A very different picture begins to emerge when the inhibition kinetics of 3TC-resistant HBV Pol are evaluated. Given that resistance to 3TC occurs readily, it is not surprising that the inhibitory potency of 3TC-TP was reduced >1,000-fold against 3TC-resistant YMDD variants. It is notable that the Ki of 3TC-TP for the 3TC-resistant YMDD variant of HBV is above the level of intracellular 3TC-TP expected at clinically relevant exposure levels. This would be expected to result in incomplete inhibition and a consequent increase in HBV DNA replication relative to that of the wild-type HBV Pol, as occurs when resistance emerges. In contrast, the inhibition kinetics with ETV-TP clearly demonstrated potent inhibition of DNA synthesis by 3TC-resistant HBV Pol. While the potency of ETV-TP is reduced from that of the wild-type HBV Pol, the phosphorylation kinetics suggest that the intracellular concentration of ETV-TP expected in patients treated with 0.5 mg of ETV would remain above the Ki for 3TC-resistant HBV Pol (Ki = 22 nM). This leads to the expectation that clinically relevant ETV exposure levels would reduce the replication of 3TC-resistant HBV.
Another way to evaluate potential cross-resistance in vitro is to examine the complete replication cycle of HBV inside cells.
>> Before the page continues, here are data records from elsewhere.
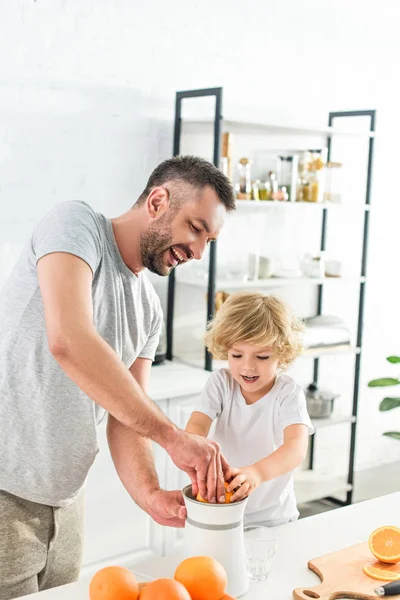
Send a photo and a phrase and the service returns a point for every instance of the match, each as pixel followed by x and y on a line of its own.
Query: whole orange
pixel 163 589
pixel 228 495
pixel 114 582
pixel 203 577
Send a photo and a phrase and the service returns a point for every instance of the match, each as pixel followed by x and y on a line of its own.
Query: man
pixel 79 328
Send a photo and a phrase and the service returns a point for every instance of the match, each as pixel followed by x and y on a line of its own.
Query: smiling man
pixel 79 327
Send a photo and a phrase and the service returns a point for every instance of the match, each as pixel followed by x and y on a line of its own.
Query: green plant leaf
pixel 393 359
pixel 389 404
pixel 383 382
pixel 393 434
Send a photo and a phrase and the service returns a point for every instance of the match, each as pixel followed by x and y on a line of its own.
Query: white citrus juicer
pixel 217 530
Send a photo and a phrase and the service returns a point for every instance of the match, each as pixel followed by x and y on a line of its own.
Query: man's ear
pixel 157 202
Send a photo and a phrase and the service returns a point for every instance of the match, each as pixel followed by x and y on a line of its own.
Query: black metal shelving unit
pixel 217 131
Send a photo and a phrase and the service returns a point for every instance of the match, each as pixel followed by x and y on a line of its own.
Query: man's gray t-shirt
pixel 48 437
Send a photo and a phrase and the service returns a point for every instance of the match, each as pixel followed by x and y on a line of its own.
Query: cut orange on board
pixel 228 495
pixel 382 571
pixel 384 544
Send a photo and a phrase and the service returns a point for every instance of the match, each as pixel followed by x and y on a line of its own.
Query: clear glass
pixel 260 545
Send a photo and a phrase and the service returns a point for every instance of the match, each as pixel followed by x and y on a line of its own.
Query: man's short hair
pixel 194 171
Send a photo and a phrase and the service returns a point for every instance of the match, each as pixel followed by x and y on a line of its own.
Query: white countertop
pixel 175 380
pixel 298 543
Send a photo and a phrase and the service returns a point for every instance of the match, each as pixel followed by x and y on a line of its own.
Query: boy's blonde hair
pixel 255 319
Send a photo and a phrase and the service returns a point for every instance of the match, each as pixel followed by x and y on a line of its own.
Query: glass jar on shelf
pixel 287 174
pixel 273 186
pixel 244 187
pixel 313 185
pixel 262 190
pixel 333 182
pixel 255 190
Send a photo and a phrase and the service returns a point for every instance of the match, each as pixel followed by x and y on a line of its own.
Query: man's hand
pixel 246 480
pixel 166 508
pixel 203 461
It has been demonstrated that HBV Pol has a stronger preference for binding ETV-TP than its natural dGTP substrate (30
) and that ETV-TP can inhibit the priming function of HBV Pol (30
). Because these properties are unique relative to 3TC, it was important to determine the potential impact of YMDD mutations on ETV inhibition in an assay which involves all the replication functions of HBV Pol. For this reason, cell culture antiviral assays were used to gauge the potential for cross-resistance to ETV. Another fact to consider is that YMDD mutations have been reported to reduce the replicative fitness of HBV in cells (26
), and this may have an impact on the outcome of viral replication assays which was not evident in enzyme inhibition assays. Because antiviral potency data reported in the literature for HBV vary significantly, two different cell culture systems were used to determine the effects of YMDD mutations on the antiviral potency of ETV. Similar results were obtained with either system, demonstrating that YMDD mutations conferred full resistance to 3TC but conferred no more than 20- to 30-fold cross-resistance to ETV.
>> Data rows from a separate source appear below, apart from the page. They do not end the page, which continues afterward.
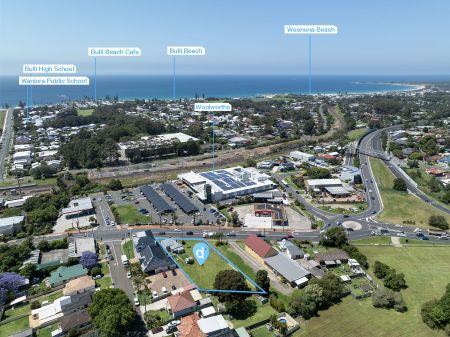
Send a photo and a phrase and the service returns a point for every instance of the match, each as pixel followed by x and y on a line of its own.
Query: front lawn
pixel 128 214
pixel 13 327
pixel 203 276
pixel 398 205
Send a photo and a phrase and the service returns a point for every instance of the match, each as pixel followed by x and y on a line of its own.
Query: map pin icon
pixel 201 252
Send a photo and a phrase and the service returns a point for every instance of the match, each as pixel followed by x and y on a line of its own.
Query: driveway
pixel 274 280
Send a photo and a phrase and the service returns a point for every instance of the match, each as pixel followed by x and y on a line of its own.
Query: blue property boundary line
pixel 261 292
The in vitro data reported here are consistent with recent clinical studies demonstrating the efficacy of ETV for the treatment of chronic HBV infections (7
) and 3TC-resistant HBV infections (Tassopoulos et al., Hepatology 34:
340A, 2001). The combined results indicate that the presence of YMDD mutations have a limited impact on the antiviral activity of ETV. Because of its superior potency against these variants, the development of resistance during ETV therapy may take longer to emerge and require other, or additional, mutations in HBV Pol. As a result, ETV therapy in treatment-naive patients might be expected to suppress HBV DNA levels more than 3TC therapy, due to increased potency, and for a longer duration, due to the reduced emergence of viable YMDD variants. Greater suppression of HBV DNA levels by ETV was, in fact, evident in patients treated with a 0.5-mg daily dose, which led to a drop in HBV DNA of >4 log10
units at 22 weeks, a reduction of 1 to 1.5 log10
units more than that observed for 3TC (20
). The results presented here are encouraging and underscore the importance of monitoring HBV isolated from ETV-treated patients for the potential emergence of resistant HBV. They also point clearly to the development of ETV as a promising advance in the treatment of chronic HBV infections.